Cutter. One man of mine.
DOGREL. Two men of mine.
Blade. Three men of
mine.
Cutter. And one man
of mine.
OMNES. As we went by
the way we were drunk, drunk,
damnably
drunk, and all our
men were very very merry,
&c.
Such are the words, which are somewhat
altered and amplified in the text. The play was
acted in presence of Charles ii, then Prince of
Wales, in 1641. The catch in the text has been
happily set to music.]
As the chorus ended, there followed
a loud and hearty laugh by way of cheers.
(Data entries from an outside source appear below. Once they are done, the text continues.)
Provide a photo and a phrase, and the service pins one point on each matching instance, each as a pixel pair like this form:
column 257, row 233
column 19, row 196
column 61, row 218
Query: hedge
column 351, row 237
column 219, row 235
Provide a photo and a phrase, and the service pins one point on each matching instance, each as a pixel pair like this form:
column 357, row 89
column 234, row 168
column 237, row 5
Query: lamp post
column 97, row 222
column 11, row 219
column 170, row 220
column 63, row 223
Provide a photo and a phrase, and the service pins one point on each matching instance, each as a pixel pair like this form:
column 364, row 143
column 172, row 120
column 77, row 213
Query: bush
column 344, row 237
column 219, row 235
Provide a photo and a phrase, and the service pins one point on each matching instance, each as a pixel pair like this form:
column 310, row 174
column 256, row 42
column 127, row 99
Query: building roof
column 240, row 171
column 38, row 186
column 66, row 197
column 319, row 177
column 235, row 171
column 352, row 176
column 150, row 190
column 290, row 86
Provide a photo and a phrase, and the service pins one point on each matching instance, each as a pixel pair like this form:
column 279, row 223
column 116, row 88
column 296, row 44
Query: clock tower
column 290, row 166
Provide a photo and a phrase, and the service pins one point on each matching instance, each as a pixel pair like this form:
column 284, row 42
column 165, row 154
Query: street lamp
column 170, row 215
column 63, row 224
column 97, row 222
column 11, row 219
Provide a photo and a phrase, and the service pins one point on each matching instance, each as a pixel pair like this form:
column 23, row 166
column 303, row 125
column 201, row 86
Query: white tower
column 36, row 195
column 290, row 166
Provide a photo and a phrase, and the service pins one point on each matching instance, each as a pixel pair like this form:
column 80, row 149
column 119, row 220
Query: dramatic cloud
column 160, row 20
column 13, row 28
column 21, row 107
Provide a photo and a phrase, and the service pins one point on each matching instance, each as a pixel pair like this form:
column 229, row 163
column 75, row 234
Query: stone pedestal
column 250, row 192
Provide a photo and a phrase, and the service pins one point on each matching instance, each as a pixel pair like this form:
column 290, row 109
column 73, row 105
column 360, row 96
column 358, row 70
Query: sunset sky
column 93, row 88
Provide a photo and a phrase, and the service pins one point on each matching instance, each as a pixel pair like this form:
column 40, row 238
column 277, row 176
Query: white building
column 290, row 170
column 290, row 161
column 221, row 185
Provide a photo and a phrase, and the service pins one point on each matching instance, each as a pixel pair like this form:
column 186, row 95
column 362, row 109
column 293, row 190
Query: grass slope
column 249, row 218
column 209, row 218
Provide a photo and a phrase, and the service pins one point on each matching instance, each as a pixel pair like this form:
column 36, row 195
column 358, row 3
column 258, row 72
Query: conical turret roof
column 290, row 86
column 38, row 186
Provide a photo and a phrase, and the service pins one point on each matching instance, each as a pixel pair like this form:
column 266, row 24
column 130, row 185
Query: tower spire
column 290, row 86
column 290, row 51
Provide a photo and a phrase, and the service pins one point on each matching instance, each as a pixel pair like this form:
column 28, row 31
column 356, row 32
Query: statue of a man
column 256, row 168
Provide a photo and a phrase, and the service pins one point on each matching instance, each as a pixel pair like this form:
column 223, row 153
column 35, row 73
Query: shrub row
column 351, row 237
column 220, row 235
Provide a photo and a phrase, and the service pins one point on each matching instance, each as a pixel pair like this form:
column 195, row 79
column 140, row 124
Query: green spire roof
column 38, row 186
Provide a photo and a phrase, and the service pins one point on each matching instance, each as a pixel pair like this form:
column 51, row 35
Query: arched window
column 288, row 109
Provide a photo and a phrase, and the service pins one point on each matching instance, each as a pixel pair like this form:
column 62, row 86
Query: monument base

Attracted
by sounds which were so congenial to my present feelings,
I made towards the spot from which they came, cautiously,
however, for the downs, as had been repeatedly hinted
to me, had no good name; and the attraction of the
music, without rivalling that of the sirens in melody,
might have been followed by similarly inconvenient
consequences to an incautious amateur.
I crept on, therefore, trusting that
the sinuosities of the ground, broken as it was into
knells and sand-pits, would permit me to obtain a
sight of the musicians before I should be observed
by them. As I advanced, the old ditty was again
raised. The voices seemed those of a man and
two boys; they were rough, but kept good time, and
were managed with too much skill to belong to the
ordinary country people.
Jack looked at the sun, and cried, Fire,
fire, fire;
Tom stabled his keffel in Birkendale mire;
Jem started a calf, and halloo’d
for a stag;
Will mounted a gate-post instead of his
nag:
For all our men were very very merry,
And all our men were drinking;
There were two
men of mine,
Three men of thine,
And three that belonged to old Sir Thom
o’ Lyne;
As they went to the ferry, they were very
very merry,
For all our men were drinking.
The voices, as they mixed in their
several parts, and ran through them, untwisting and
again entwining all the links of the merry old catch,
seemed to have a little touch of the bacchanalian spirit
which they celebrated, and showed plainly that the
musicians were engaged in the same joyous revel as
the MENYIE of old Sir Thom o’ Lyne. At length
I came within sight of them, three in number, where
they sat cosily niched into what you might call a
bunker, a little sand-pit, dry and snug, and
surrounded by its banks, and a screen of whins in full
bloom.
The only one of the trio whom I recognized
as a personal acquaintance was the notorious little
Benjie, who, having just finished his stave, was cramming
a huge luncheon of pie-crust into his mouth with one
hand, while in the other he held a foaming tankard,
his eyes dancing with all the glee of a forbidden
revel; and his features, which have at all times a
mischievous archness of expression, confessing the
full sweetness of stolen waters, and bread eaten in
secret.
There was no mistaking the profession
of the male and female, who were partners with Benjie
in these merry doings. The man’s long loose-bodied
greatcoat (wrap-rascal as the vulgar term it), the
fiddle-case, with its straps, which lay beside him,
and a small knapsack which might contain his few necessaries;
a clear grey eye; features which, in contending with
many a storm, had not lost a wild and, careless expression
of glee, animated at present, when he was exercising
for his own pleasure the arts which he usually practised
for bread, all announced one of those peripatetic
followers of Orpheus whom the vulgar call a strolling
fiddler. Gazing more attentively, I easily discovered
that though the poor musician’s eyes were open,
their sense was shut, and that the ecstasy with which
he turned them up to heaven only derived its apparent
expression from his own internal emotions, but received
no assistance from the visible objects around.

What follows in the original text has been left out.